Boris Johnson hopes Tory MPs will back his plans to fix social services in England on Wednesday.
The Prime Minister reneged on his election promise by increase national insurance contributions to deal with the NHS backlog accumulated during Covid and to implement a long overdue reform of the welfare system in England.
What has Boris Johnson announced?
A UK-wide levy of 1.25% on health and social care based on National Insurance (NI) contributions will be introduced, earmarked for health and social care.
It will also apply to people working above the state Pension age.
The UK government will increase dividend tax rates by 1.25% to help fund the program.
Boris Johnson said the state should target its aid to protect people from the “catastrophic fear of losing everything to pay for the cost of their care,” adding, “This is what this government will do.”
How will the changes keep costs low?
Currently, anyone in England with assets over £ 23,250 must pay for their care in full.
As of October 2023, people starting adult welfare in England will pay no more than £ 86,000 for their own care in their lifetime.
Those with assets of less than £ 20,000 will not have to make any contribution towards their care from their savings or the value of their home.

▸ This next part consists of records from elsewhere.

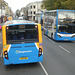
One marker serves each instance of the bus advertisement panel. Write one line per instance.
(22, 43)
(60, 25)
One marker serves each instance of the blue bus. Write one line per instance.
(22, 42)
(60, 24)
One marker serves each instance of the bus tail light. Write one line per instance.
(6, 54)
(40, 52)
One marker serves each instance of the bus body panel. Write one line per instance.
(23, 52)
(18, 51)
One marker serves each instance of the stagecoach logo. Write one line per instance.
(22, 51)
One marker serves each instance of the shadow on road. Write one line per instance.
(19, 66)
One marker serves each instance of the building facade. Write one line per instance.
(33, 8)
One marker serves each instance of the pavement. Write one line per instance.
(59, 59)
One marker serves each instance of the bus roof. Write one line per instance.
(59, 10)
(15, 22)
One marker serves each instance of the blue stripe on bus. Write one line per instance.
(23, 50)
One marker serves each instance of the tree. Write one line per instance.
(59, 4)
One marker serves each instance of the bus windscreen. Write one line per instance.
(21, 34)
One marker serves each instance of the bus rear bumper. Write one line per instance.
(8, 62)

People with between £ 20,000 and £ 100,000 will be eligible for means-tested assistance.
How will the increase in national insurance affect my payslip?

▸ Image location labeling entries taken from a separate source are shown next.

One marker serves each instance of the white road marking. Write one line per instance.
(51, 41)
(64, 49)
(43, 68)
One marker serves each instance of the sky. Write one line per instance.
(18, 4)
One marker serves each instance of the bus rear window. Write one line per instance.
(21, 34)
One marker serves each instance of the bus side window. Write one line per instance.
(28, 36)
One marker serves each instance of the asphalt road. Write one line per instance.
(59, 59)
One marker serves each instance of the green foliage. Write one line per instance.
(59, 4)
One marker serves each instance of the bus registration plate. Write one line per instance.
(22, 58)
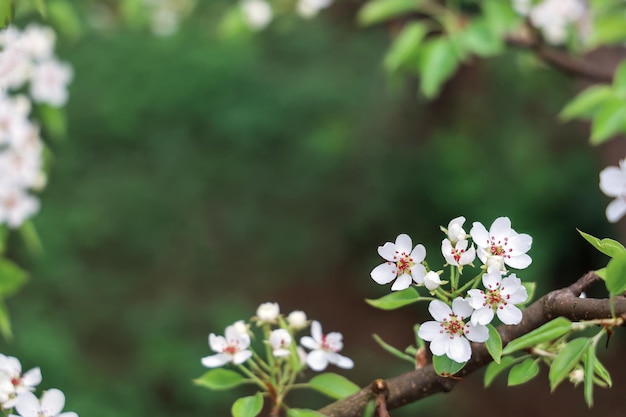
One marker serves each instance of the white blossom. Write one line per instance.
(325, 349)
(613, 184)
(402, 263)
(449, 335)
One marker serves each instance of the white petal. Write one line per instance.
(616, 210)
(214, 361)
(477, 333)
(388, 251)
(384, 273)
(509, 314)
(439, 310)
(317, 360)
(402, 283)
(459, 349)
(404, 244)
(429, 330)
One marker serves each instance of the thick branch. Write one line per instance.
(420, 383)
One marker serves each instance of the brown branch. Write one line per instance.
(420, 383)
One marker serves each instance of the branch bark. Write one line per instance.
(420, 383)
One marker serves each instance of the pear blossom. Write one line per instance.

The additional contributions will be indicated on the payslips.
A typical base rate taxpayer earning £ 24,100 will contribute around £ 180 in 2022-2023, while a typical higher rate taxpayer earning £ 67,100 will contribute £ 715.
A person with a salary of £ 50,000, on the other hand, could pay just over £ 500 more in annual contributions to NI next year, while an employee with £ 20,000 could pay an additional £ 130.
A worker with £ 100,000 could see their contributions increase by over £ 1,000 next year while a worker with £ 30,000 could see their contributions increase by around £ 250.
Who will not have to pay extra?
The government has said the progressive nature of the tax means 6.2 million people earning less than a threshold of £ 9,568 in 2021-2022 will not pay the tax.